Final answer:
Immediately after the switch is closed, the charge on a capacitor is zero. It will then charge up until it reaches its maximum charge, given by the capacitance times the voltage. The circuit reaches a steady state after a long time, with zero current through the resistors and the voltage across the capacitor equal to the voltage of the power supply.
Step-by-step explanation:
The charge on a capacitor immediately after the switch is closed in a circuit is zero. Since the capacitor starts uncharged, it will begin to accumulate charge as current flows through the circuit. This happens because a potential difference develops across the capacitor as it charges up. The current in the circuit immediately after the switch is closed is at its maximum because the voltage across the uncharged capacitor is initially zero, allowing maximum current to flow according to Ohm's law (I = V/R). As the capacitor charges, the voltage across it increases, which gradually reduces the current in the circuit until it eventually reaches zero when the capacitor is fully charged.
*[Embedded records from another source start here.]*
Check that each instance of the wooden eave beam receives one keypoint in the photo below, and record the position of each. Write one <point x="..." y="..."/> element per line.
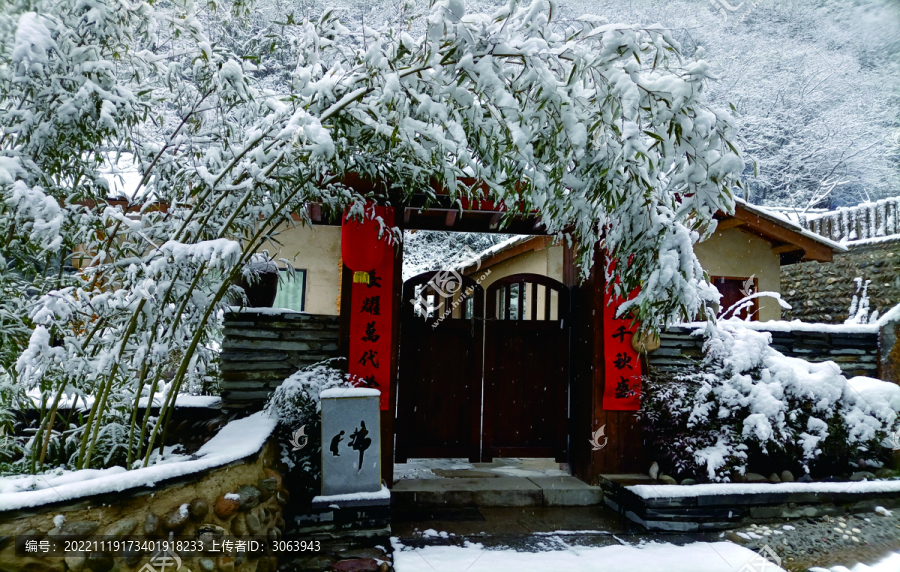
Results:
<point x="536" y="243"/>
<point x="727" y="223"/>
<point x="812" y="249"/>
<point x="784" y="248"/>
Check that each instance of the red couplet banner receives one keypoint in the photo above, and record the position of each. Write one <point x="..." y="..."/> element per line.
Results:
<point x="370" y="324"/>
<point x="622" y="365"/>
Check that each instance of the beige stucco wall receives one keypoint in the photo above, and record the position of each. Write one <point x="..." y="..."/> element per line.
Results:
<point x="546" y="262"/>
<point x="316" y="249"/>
<point x="738" y="254"/>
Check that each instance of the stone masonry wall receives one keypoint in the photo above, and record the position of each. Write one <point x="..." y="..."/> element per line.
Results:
<point x="822" y="292"/>
<point x="195" y="506"/>
<point x="263" y="347"/>
<point x="855" y="353"/>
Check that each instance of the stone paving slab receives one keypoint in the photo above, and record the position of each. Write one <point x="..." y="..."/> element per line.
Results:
<point x="502" y="491"/>
<point x="567" y="491"/>
<point x="465" y="474"/>
<point x="512" y="521"/>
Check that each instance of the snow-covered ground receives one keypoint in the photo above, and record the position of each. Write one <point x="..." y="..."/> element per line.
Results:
<point x="889" y="564"/>
<point x="508" y="467"/>
<point x="562" y="557"/>
<point x="238" y="439"/>
<point x="672" y="491"/>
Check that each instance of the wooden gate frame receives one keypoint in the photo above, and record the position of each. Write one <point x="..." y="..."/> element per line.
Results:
<point x="412" y="324"/>
<point x="559" y="450"/>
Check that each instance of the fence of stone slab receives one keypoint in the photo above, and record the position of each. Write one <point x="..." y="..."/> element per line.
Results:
<point x="262" y="347"/>
<point x="853" y="349"/>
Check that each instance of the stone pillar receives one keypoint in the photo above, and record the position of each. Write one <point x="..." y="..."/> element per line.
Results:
<point x="351" y="441"/>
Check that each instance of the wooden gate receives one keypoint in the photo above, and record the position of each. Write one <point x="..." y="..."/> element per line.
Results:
<point x="526" y="368"/>
<point x="439" y="386"/>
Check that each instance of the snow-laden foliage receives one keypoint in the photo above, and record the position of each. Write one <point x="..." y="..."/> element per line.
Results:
<point x="604" y="129"/>
<point x="297" y="407"/>
<point x="813" y="83"/>
<point x="747" y="407"/>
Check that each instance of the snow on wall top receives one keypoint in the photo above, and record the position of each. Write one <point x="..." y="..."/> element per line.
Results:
<point x="237" y="440"/>
<point x="785" y="221"/>
<point x="349" y="392"/>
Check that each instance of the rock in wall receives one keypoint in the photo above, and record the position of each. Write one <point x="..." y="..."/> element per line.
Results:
<point x="195" y="507"/>
<point x="823" y="292"/>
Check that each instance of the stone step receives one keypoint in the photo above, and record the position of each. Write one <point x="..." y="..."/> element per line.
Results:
<point x="494" y="492"/>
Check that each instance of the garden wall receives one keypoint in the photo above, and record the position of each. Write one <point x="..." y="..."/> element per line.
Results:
<point x="191" y="506"/>
<point x="822" y="292"/>
<point x="263" y="346"/>
<point x="853" y="350"/>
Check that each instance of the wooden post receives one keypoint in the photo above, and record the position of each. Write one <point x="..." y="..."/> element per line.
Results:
<point x="387" y="417"/>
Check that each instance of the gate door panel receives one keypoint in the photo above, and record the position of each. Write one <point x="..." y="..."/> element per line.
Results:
<point x="526" y="368"/>
<point x="439" y="386"/>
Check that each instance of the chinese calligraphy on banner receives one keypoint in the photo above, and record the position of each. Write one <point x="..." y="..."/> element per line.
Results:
<point x="370" y="324"/>
<point x="622" y="365"/>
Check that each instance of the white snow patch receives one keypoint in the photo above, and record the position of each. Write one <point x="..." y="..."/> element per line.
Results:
<point x="889" y="564"/>
<point x="262" y="311"/>
<point x="649" y="557"/>
<point x="712" y="489"/>
<point x="349" y="392"/>
<point x="384" y="493"/>
<point x="237" y="440"/>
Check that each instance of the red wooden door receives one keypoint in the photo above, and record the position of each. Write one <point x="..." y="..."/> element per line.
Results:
<point x="526" y="361"/>
<point x="439" y="386"/>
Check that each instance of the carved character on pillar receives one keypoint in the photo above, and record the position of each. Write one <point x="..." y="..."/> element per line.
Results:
<point x="360" y="442"/>
<point x="335" y="441"/>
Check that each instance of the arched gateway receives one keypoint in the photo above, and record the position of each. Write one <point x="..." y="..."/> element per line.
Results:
<point x="482" y="384"/>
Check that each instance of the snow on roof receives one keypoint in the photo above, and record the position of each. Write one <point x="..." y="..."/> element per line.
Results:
<point x="502" y="246"/>
<point x="384" y="493"/>
<point x="262" y="311"/>
<point x="763" y="212"/>
<point x="237" y="440"/>
<point x="782" y="220"/>
<point x="349" y="392"/>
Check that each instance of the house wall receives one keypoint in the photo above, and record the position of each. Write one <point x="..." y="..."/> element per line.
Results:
<point x="737" y="254"/>
<point x="317" y="250"/>
<point x="546" y="262"/>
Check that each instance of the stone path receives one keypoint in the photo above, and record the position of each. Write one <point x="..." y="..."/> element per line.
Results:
<point x="825" y="541"/>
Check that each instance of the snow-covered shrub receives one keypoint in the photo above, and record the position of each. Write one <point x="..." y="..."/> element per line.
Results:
<point x="859" y="305"/>
<point x="296" y="405"/>
<point x="747" y="407"/>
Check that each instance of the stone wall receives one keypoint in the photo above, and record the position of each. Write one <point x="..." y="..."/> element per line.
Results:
<point x="193" y="506"/>
<point x="855" y="353"/>
<point x="822" y="292"/>
<point x="262" y="347"/>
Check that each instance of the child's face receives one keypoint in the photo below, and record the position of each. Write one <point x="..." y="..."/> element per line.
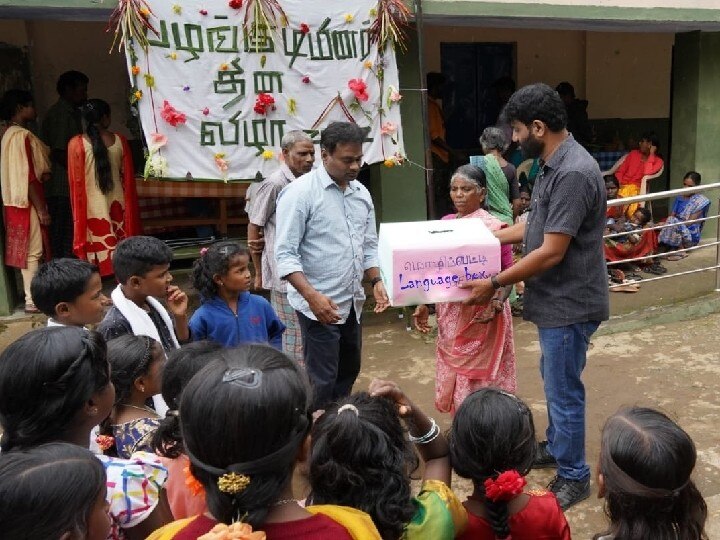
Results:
<point x="88" y="308"/>
<point x="98" y="525"/>
<point x="237" y="278"/>
<point x="154" y="283"/>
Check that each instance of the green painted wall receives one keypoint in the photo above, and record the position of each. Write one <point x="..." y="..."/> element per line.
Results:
<point x="399" y="192"/>
<point x="695" y="113"/>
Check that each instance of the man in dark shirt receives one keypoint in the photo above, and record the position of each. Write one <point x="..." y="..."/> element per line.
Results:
<point x="564" y="271"/>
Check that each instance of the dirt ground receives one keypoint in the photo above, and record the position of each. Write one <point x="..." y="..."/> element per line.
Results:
<point x="672" y="367"/>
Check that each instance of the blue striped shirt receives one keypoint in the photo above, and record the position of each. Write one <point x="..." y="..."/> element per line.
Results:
<point x="330" y="236"/>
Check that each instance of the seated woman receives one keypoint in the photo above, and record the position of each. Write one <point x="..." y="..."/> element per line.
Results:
<point x="685" y="208"/>
<point x="634" y="244"/>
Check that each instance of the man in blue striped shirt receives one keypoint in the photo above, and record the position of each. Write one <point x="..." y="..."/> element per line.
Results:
<point x="326" y="242"/>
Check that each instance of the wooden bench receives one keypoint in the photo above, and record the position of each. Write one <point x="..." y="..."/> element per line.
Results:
<point x="223" y="191"/>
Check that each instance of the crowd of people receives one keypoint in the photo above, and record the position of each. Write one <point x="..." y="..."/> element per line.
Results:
<point x="71" y="192"/>
<point x="199" y="423"/>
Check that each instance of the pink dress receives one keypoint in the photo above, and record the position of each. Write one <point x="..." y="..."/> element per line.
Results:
<point x="472" y="355"/>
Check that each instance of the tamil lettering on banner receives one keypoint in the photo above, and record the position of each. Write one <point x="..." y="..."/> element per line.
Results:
<point x="217" y="88"/>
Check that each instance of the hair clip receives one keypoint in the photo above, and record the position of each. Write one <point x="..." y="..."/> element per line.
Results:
<point x="349" y="407"/>
<point x="233" y="483"/>
<point x="243" y="377"/>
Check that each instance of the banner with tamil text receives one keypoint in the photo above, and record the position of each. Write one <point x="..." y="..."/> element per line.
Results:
<point x="220" y="82"/>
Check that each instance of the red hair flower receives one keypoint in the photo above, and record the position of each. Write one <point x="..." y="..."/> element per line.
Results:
<point x="171" y="115"/>
<point x="263" y="103"/>
<point x="359" y="88"/>
<point x="505" y="487"/>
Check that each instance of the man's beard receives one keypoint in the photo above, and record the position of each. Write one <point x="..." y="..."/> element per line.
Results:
<point x="532" y="148"/>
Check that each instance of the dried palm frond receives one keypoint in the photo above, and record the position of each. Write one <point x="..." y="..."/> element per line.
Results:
<point x="391" y="24"/>
<point x="131" y="21"/>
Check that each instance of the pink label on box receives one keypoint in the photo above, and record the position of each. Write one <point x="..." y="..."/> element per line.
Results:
<point x="427" y="276"/>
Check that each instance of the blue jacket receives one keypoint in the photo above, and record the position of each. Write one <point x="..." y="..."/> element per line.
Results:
<point x="256" y="322"/>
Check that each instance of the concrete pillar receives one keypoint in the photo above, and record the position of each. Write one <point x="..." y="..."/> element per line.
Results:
<point x="695" y="112"/>
<point x="399" y="192"/>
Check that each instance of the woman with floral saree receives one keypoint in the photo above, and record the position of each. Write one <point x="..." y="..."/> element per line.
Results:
<point x="475" y="343"/>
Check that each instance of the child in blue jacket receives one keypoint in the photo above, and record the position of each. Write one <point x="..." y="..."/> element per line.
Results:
<point x="229" y="314"/>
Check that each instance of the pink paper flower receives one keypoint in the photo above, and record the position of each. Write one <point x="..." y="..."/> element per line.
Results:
<point x="359" y="88"/>
<point x="388" y="128"/>
<point x="171" y="115"/>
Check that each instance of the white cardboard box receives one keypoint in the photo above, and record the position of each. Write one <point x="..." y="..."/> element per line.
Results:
<point x="425" y="262"/>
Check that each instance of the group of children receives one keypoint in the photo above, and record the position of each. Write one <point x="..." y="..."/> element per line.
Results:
<point x="237" y="426"/>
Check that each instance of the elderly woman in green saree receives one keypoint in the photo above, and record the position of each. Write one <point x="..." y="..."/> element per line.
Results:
<point x="503" y="190"/>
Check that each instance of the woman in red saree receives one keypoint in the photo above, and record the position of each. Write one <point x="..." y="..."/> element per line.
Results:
<point x="475" y="343"/>
<point x="103" y="194"/>
<point x="24" y="164"/>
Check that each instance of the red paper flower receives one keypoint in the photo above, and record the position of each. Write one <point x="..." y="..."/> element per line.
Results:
<point x="263" y="102"/>
<point x="505" y="487"/>
<point x="359" y="88"/>
<point x="171" y="115"/>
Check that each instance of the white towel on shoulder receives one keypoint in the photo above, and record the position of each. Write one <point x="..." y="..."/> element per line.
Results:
<point x="142" y="325"/>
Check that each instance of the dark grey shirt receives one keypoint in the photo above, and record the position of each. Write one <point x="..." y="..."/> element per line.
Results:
<point x="569" y="198"/>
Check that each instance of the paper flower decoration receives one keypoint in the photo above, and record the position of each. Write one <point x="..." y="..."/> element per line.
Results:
<point x="171" y="115"/>
<point x="157" y="141"/>
<point x="359" y="88"/>
<point x="388" y="128"/>
<point x="263" y="103"/>
<point x="221" y="162"/>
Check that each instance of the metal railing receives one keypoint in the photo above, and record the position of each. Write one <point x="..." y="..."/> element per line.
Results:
<point x="671" y="194"/>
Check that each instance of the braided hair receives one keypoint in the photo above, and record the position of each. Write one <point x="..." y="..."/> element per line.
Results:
<point x="214" y="261"/>
<point x="93" y="112"/>
<point x="492" y="432"/>
<point x="46" y="377"/>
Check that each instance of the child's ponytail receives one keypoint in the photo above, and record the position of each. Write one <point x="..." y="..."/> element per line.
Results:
<point x="214" y="261"/>
<point x="93" y="112"/>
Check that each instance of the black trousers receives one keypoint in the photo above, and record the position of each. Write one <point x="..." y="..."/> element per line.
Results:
<point x="61" y="226"/>
<point x="332" y="357"/>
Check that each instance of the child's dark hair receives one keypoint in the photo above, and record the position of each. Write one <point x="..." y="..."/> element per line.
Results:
<point x="647" y="216"/>
<point x="60" y="280"/>
<point x="214" y="261"/>
<point x="46" y="377"/>
<point x="93" y="112"/>
<point x="363" y="460"/>
<point x="492" y="432"/>
<point x="646" y="461"/>
<point x="11" y="101"/>
<point x="130" y="357"/>
<point x="182" y="365"/>
<point x="245" y="413"/>
<point x="34" y="488"/>
<point x="137" y="255"/>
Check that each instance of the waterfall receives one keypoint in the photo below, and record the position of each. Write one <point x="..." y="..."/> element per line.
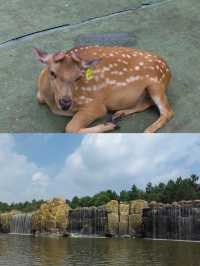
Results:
<point x="21" y="224"/>
<point x="172" y="222"/>
<point x="88" y="220"/>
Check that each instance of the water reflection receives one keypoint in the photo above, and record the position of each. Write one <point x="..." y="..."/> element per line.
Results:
<point x="42" y="251"/>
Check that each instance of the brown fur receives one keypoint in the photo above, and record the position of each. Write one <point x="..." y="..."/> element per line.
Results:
<point x="124" y="80"/>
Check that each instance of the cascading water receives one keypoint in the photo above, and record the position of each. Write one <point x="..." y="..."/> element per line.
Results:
<point x="88" y="221"/>
<point x="21" y="224"/>
<point x="172" y="222"/>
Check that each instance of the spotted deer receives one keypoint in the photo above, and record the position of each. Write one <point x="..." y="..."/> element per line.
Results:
<point x="88" y="81"/>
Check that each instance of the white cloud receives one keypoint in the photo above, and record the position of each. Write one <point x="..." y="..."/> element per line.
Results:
<point x="20" y="179"/>
<point x="100" y="162"/>
<point x="121" y="160"/>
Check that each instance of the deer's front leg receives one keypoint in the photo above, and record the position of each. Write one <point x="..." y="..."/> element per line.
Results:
<point x="83" y="118"/>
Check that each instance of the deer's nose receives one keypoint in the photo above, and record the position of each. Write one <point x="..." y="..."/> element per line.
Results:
<point x="65" y="103"/>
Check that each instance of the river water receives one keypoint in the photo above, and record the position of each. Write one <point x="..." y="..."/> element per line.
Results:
<point x="19" y="250"/>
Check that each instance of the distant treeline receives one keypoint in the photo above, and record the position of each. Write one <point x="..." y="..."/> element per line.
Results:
<point x="173" y="190"/>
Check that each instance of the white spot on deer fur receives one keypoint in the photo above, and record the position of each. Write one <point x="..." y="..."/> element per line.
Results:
<point x="82" y="97"/>
<point x="155" y="79"/>
<point x="102" y="75"/>
<point x="96" y="78"/>
<point x="94" y="88"/>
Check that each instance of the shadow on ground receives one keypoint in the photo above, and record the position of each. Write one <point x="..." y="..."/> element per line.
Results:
<point x="167" y="27"/>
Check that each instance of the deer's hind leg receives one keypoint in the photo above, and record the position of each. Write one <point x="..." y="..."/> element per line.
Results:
<point x="157" y="93"/>
<point x="143" y="104"/>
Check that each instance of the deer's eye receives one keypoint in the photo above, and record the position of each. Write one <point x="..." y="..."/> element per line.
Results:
<point x="53" y="74"/>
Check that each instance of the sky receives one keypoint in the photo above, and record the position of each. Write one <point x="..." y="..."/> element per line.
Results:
<point x="42" y="166"/>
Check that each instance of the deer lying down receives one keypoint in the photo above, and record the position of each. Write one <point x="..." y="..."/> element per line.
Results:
<point x="88" y="81"/>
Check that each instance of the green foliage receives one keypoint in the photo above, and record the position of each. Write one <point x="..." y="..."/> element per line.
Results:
<point x="173" y="190"/>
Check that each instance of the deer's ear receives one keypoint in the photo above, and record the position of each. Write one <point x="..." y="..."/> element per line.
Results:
<point x="90" y="63"/>
<point x="59" y="56"/>
<point x="41" y="55"/>
<point x="84" y="63"/>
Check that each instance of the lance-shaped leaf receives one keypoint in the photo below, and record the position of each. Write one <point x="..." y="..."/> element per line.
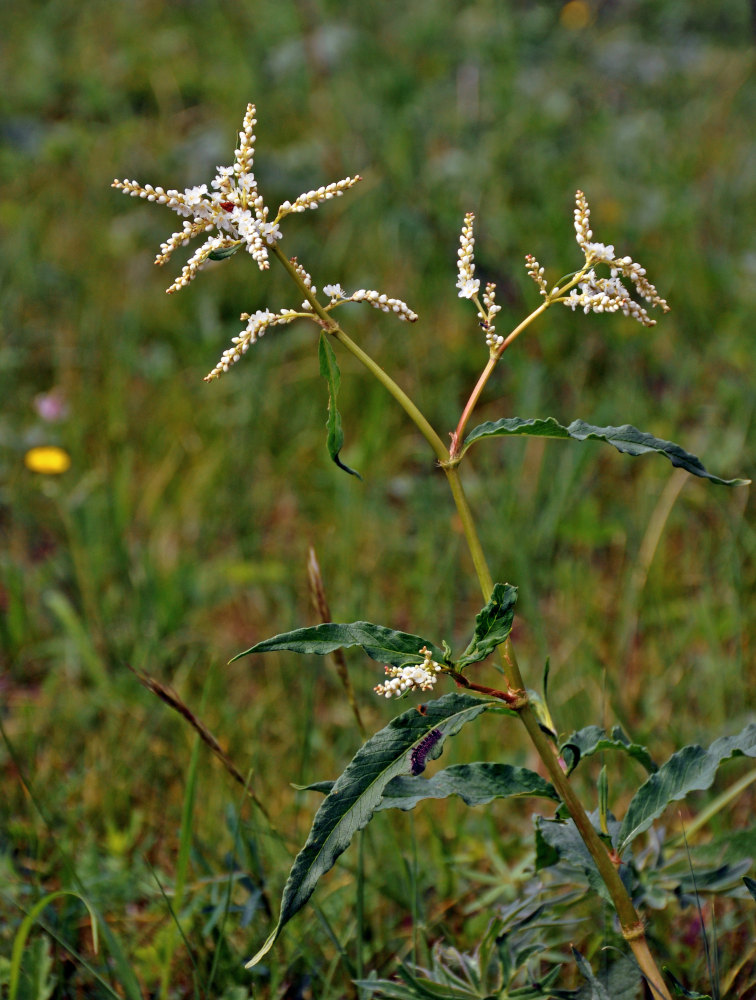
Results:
<point x="596" y="989"/>
<point x="329" y="369"/>
<point x="690" y="769"/>
<point x="476" y="784"/>
<point x="492" y="624"/>
<point x="626" y="439"/>
<point x="593" y="739"/>
<point x="557" y="841"/>
<point x="380" y="643"/>
<point x="358" y="791"/>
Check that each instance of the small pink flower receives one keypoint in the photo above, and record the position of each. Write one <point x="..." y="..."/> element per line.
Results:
<point x="51" y="406"/>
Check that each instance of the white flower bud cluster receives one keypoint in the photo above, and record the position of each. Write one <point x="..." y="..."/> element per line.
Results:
<point x="311" y="199"/>
<point x="606" y="294"/>
<point x="420" y="676"/>
<point x="378" y="300"/>
<point x="244" y="156"/>
<point x="257" y="324"/>
<point x="536" y="272"/>
<point x="595" y="294"/>
<point x="234" y="207"/>
<point x="467" y="284"/>
<point x="493" y="339"/>
<point x="582" y="216"/>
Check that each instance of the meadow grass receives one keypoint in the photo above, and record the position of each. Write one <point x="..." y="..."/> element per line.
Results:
<point x="179" y="536"/>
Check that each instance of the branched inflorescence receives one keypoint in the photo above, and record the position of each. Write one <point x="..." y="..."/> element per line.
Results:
<point x="585" y="289"/>
<point x="235" y="216"/>
<point x="594" y="293"/>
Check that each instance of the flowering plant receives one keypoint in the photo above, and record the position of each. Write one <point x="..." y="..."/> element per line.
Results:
<point x="386" y="771"/>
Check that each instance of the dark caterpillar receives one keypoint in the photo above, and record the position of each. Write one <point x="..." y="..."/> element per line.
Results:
<point x="419" y="755"/>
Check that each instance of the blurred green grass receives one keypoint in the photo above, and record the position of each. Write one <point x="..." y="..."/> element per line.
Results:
<point x="179" y="535"/>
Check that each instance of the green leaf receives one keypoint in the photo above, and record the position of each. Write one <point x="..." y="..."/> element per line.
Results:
<point x="626" y="439"/>
<point x="596" y="987"/>
<point x="557" y="842"/>
<point x="380" y="643"/>
<point x="690" y="769"/>
<point x="358" y="791"/>
<point x="492" y="624"/>
<point x="476" y="784"/>
<point x="593" y="739"/>
<point x="329" y="369"/>
<point x="681" y="991"/>
<point x="225" y="252"/>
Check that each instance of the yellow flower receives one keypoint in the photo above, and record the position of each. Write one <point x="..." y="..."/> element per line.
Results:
<point x="47" y="459"/>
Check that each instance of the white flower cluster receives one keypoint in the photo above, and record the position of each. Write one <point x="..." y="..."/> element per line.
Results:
<point x="608" y="294"/>
<point x="467" y="284"/>
<point x="536" y="272"/>
<point x="234" y="207"/>
<point x="419" y="676"/>
<point x="493" y="339"/>
<point x="257" y="324"/>
<point x="311" y="199"/>
<point x="378" y="300"/>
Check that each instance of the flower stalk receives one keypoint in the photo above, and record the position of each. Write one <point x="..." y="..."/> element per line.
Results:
<point x="232" y="215"/>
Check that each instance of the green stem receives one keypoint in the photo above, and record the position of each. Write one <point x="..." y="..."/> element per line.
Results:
<point x="632" y="926"/>
<point x="486" y="374"/>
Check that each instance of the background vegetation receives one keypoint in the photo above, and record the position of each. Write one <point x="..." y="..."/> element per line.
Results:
<point x="179" y="534"/>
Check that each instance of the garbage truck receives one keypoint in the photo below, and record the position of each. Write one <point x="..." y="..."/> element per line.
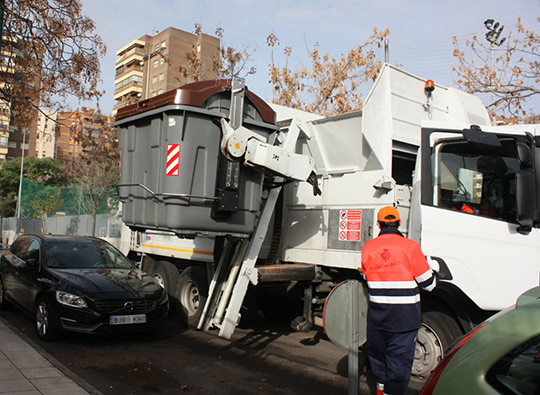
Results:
<point x="225" y="195"/>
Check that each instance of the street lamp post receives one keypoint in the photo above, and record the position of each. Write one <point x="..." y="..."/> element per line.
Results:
<point x="492" y="36"/>
<point x="19" y="196"/>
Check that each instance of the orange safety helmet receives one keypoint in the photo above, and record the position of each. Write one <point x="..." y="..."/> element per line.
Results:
<point x="388" y="214"/>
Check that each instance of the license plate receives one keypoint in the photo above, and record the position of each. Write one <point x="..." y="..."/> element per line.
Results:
<point x="127" y="319"/>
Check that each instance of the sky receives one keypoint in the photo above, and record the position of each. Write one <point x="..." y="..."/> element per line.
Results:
<point x="423" y="27"/>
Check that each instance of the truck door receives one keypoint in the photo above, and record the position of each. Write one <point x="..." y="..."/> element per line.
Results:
<point x="470" y="205"/>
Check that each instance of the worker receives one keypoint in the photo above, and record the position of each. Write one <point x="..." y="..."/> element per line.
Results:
<point x="393" y="267"/>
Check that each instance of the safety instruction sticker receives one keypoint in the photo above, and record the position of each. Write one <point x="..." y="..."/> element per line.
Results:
<point x="173" y="160"/>
<point x="350" y="225"/>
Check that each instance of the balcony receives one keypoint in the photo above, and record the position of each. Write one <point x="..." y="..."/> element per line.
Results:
<point x="133" y="87"/>
<point x="135" y="54"/>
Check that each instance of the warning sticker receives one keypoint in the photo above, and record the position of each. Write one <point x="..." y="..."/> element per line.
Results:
<point x="173" y="160"/>
<point x="350" y="225"/>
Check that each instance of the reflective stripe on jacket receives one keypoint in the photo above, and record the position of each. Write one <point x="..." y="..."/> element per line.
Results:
<point x="394" y="266"/>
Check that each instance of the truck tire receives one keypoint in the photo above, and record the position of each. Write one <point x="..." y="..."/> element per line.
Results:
<point x="166" y="274"/>
<point x="3" y="302"/>
<point x="191" y="293"/>
<point x="439" y="330"/>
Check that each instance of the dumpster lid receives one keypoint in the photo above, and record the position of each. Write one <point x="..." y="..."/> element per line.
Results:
<point x="195" y="94"/>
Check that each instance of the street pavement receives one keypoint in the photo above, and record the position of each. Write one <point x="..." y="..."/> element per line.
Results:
<point x="25" y="369"/>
Addressing the question about the long-term behavior of the capacitor in the circuit, after a long time, the capacitor will be fully charged. At this point, the charge (Q) on the capacitor is given by Q = C × V, where C is the capacitance and V is the voltage. The current through each resistor a long time after the switch is closed will be zero, as the circuit reaches steady state and no current flows through the capacitor. The voltage across each resistor will also be zero for the same reason. The voltage across the capacitor will be equal to the voltage of the power supply, as it's fully charged. If the switch is then opened, the capacitor will start to discharge and the current will decay over time according to an exponential decay function. The time it takes for the current to drop to one fifth can be calculated using the RC time constant formula.